To fix that we need to create destination rules with mTLS enabled. You can do this with the following commands:
oc create -f istio-workshop-part2/security/mtls/destinationrule_all.yaml
oc create -f istio-workshop-part2/security/mtls/virtualservice_all.yaml
After this the demo application should work again and you should see a padlock on all services in Kiali
Before we start with the exercise lets go back to the Authentication Policy because not only can you define that the services must use mTLS but also you can define which authentication method should be used. In our case we will use a Keycloak server that we are going to install on our Minishift VM. The documentation of the authentication method can be found here Origin Authentication Method.

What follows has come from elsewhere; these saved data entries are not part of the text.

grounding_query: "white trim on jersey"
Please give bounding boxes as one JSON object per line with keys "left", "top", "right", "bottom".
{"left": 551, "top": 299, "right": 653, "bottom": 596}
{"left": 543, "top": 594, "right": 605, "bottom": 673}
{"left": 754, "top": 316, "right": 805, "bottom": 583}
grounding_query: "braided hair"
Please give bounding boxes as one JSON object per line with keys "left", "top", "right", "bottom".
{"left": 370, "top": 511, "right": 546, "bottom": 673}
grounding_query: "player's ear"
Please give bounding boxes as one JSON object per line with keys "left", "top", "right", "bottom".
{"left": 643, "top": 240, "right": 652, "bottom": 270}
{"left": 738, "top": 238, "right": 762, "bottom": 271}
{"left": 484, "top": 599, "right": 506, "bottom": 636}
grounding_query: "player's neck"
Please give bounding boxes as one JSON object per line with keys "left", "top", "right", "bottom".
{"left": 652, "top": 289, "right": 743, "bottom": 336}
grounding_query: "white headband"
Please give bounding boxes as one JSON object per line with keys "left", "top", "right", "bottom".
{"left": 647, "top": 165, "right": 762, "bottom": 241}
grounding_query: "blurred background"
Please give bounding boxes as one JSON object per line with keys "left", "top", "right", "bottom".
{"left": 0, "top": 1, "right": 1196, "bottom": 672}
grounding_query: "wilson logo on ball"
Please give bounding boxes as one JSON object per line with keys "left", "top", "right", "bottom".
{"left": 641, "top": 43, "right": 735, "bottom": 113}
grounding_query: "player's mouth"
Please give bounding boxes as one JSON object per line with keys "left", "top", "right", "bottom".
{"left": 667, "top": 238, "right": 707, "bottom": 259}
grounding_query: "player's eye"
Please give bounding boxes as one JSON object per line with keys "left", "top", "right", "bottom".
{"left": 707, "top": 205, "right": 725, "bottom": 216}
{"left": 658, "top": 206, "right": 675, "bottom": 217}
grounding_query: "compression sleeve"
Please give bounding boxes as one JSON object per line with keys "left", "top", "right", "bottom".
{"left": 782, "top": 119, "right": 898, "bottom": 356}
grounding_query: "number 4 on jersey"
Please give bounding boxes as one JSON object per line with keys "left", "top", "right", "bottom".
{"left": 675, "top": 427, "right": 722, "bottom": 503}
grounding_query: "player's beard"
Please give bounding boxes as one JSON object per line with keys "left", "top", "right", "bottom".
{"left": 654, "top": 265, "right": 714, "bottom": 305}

In the previous version of the tutorial a Keycloak container was deployed and a user defined in it. If you what to use the Keycloak server instead of hard coded value you can find the example here: Authentication preparation
After this we should be able to to the exercise: End-user authentication with JWT
There is one more thing that I like to meantion before we do the exercise. That is authorization. Istio has a role base access model at namespace-level, service-level and method-level. IMHO the documentation of Istio is describing best how it works and what the purpose of ServiceRole and ServiceRoleBinding is. The documentation can be found here Istio Authorization
Now lets to the exercise: Istio Role Based Access Control (RBAC)
Exercise Lets add ServiceRoles and ServiceRoleBinding that only the service customer is allowed to call the service preference. How can we validate that?